A Message on Behalf of NC Medicaid DHHS Suspends Implementation of Managed Care

While this year’s legislative session was one of the longest in recent memory, it ended without needed action required for managed care to move forward. The General Assembly adjourned last week without providing required new spending and program authority for the transition to managed care. Therefore, the Department of Health and Human Services will be suspending managed care implementation and open enrollment. Managed care will not go live on February 1, 2020.

With managed care suspended, NC Medicaid will continue to operate under the current fee-for-service model administered by the Department. Nothing will change for Medicaid beneficiaries; they will get health services as they do today. Behavioral health services will continue to be provided by Local Management Entities – Managed Care Organizations. All health providers enrolled in Medicaid are still part of the program and will continue to bill the state through NCTracks.

The Medicaid Managed Care Call Center (833-870-5500) will stay open through the scheduled open enrollment period to answer questions but will no longer enroll beneficiaries in a health plan. Beneficiaries can continue to contact the Medicaid Contact Center (888-245-0179). Notices will be sent to beneficiaries informing them to continue accessing health services as they do now, rather than through new health plans.
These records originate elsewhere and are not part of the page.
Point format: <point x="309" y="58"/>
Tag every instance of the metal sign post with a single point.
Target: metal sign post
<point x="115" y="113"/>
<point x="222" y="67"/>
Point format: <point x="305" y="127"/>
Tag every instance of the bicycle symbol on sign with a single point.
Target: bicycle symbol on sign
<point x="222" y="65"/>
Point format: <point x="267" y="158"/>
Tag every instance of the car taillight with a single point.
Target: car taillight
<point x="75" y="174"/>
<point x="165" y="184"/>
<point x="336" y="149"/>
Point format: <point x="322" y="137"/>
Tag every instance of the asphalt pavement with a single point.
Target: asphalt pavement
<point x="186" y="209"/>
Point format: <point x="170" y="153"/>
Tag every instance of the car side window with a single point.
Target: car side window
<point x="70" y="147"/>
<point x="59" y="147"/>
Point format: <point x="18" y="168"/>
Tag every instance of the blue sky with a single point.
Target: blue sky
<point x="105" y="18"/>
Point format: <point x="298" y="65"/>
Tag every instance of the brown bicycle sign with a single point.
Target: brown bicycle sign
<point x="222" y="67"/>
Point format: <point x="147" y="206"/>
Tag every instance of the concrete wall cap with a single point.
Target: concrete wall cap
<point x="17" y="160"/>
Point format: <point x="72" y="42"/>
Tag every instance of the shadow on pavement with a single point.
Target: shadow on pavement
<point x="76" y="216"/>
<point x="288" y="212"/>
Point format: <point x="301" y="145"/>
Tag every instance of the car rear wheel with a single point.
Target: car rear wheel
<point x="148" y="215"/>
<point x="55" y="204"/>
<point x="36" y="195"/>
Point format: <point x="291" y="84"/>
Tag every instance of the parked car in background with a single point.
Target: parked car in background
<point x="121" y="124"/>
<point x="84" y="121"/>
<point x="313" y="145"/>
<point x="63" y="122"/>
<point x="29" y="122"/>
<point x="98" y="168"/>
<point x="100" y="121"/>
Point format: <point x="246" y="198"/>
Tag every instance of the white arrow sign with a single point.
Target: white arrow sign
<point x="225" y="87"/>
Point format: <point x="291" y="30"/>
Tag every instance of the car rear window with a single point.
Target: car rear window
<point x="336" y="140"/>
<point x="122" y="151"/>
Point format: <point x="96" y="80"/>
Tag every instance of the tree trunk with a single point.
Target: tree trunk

The suspension of work and the wind-down process will begin today.  Once suspended, managed care cannot easily or quickly be restarted. The Department will not decide on a new go-live date until it has program authority within a budget that protects the health and safety of North Carolinians and supports the Department’s ability to provide critical oversight and accountability of managed care.

Both the conference and transformation mini budgets passed during this year’s legislative session and vetoed by the Governor left the department vulnerable to an unprecedented cut that would have had a crippling effect on its ability to provide services that protect people’s health and safety and moved the Department out of Raleigh to Granville County. In addition, neither expanded Medicaid so that hardworking North Carolinians could afford access to health coverage.

The Department is committed to doing its best to mitigate the inevitable confusion for beneficiaries and our many partners.